After taking some glamour shots, the hard part came. What do I make with it? When almost everything I dye and spin can easily remade, the decision is easier. If I don't like it or need more, I can always satisfy that need. I decided to instead look at the type of project I wanted to make with this batt. From there, I could calculate how much yardage I would need, decide on the number of plies, and, of course, make sure I had enough fiber to meet those two needs! I deliberated for a couple of days, then I just knew it needed to be made into a shawl!
I spun this with a medium twist to hold together the shorter fibers (mainly the sari silk) and to keep it from pilling too much when worn. I decided to go with a WPI that ranged between 20-16 (I would call the finished yarn a fingering weight though), and the slubs that happened were completely natural. I split the batt roughly into two equal pieces and spun them on my lace bobbin. I had to move a *little* slower than I like because I wanted a single and not a plied yarn. I'm still getting the hang of not making an overtwisted single. :) I pulled the yarn off the bobbin and wound 2, almost equal, skeins. Here are some shots of the finished (washed and beat) yarn:
The total yardage came to 400, with one skein being around 220 and the other being around 180. They're really soft, hold together nicely, and have just a touch of shine and shimmer that's not over-the-top. I was slightly concerned when I first started spinning that I would run into a "mud" issue. The batt is predominantly warm colors that are shifted towards the red/purple side. The flecks of blue and gold sari were enough to create interest, but there were also large bits of green wool in the mix too. We know from art class that to make brown, you combine color opposites (complimentary colors). The thinner you make a yarn, the muddier the colors can potentially get, and the same goes for plied yarns--one of the reasons why I decided not to do a plied yarn.
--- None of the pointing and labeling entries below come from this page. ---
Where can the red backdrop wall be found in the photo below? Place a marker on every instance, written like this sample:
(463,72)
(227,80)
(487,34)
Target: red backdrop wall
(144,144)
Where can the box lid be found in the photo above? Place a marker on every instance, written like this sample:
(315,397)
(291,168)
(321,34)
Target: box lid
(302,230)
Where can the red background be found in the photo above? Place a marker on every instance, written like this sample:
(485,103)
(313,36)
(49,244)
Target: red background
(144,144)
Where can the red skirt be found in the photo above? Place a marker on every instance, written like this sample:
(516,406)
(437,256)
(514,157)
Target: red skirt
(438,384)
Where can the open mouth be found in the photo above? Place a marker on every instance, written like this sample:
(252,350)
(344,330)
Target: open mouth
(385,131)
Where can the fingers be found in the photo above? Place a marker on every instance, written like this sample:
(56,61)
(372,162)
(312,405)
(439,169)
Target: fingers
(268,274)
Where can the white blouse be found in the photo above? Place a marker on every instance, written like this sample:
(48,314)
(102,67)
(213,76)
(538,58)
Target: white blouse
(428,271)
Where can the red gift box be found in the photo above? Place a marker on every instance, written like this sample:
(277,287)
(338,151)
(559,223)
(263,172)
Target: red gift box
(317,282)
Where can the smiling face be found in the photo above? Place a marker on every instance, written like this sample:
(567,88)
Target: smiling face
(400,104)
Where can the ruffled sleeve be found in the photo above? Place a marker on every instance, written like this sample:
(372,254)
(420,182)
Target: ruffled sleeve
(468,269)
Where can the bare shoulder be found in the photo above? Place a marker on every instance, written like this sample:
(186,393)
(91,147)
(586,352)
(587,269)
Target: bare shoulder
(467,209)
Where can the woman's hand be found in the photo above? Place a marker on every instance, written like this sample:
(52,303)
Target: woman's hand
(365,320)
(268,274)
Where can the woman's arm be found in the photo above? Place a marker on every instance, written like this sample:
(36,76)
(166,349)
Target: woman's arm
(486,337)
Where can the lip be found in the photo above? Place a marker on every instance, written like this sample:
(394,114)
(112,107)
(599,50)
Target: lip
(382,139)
Luckily, as you can see from these pictures, the splash of green is done in a tasteful manner, and is enough to create more depth to the color than if it were left out. I say, well done Emily. Those of us with new drum carders (like me) can throw color sense out the window. I no longer feel afraid to experiment with adding color compliments, and with the help of Deb Menz, I have a step-by-step instructor to help me. Bling is always a hot issue, it seems as though you love it or hate it. I think there always needs to be a balance. In Kiss-O-Gram, there are little accents of firestar here and there, much like how a bracelet or a necklace accents the finished look of an outfit. For those loathsome of bling batts, perhaps add the bling just where it's needed, as Emily has done.
Emily has lots of stuff in her shop to check out (and cool stuff to read in her blog), so be sure to stop over and shop a while. Say I sent you over...us fiber artists love to find out where you heard about us. :)
**Update! I just wanted to pop in here to say that I did manage to make a shawl with this yarn. It turned out wonderful. :) I used the free Cora Shawl pattern available here on the blog.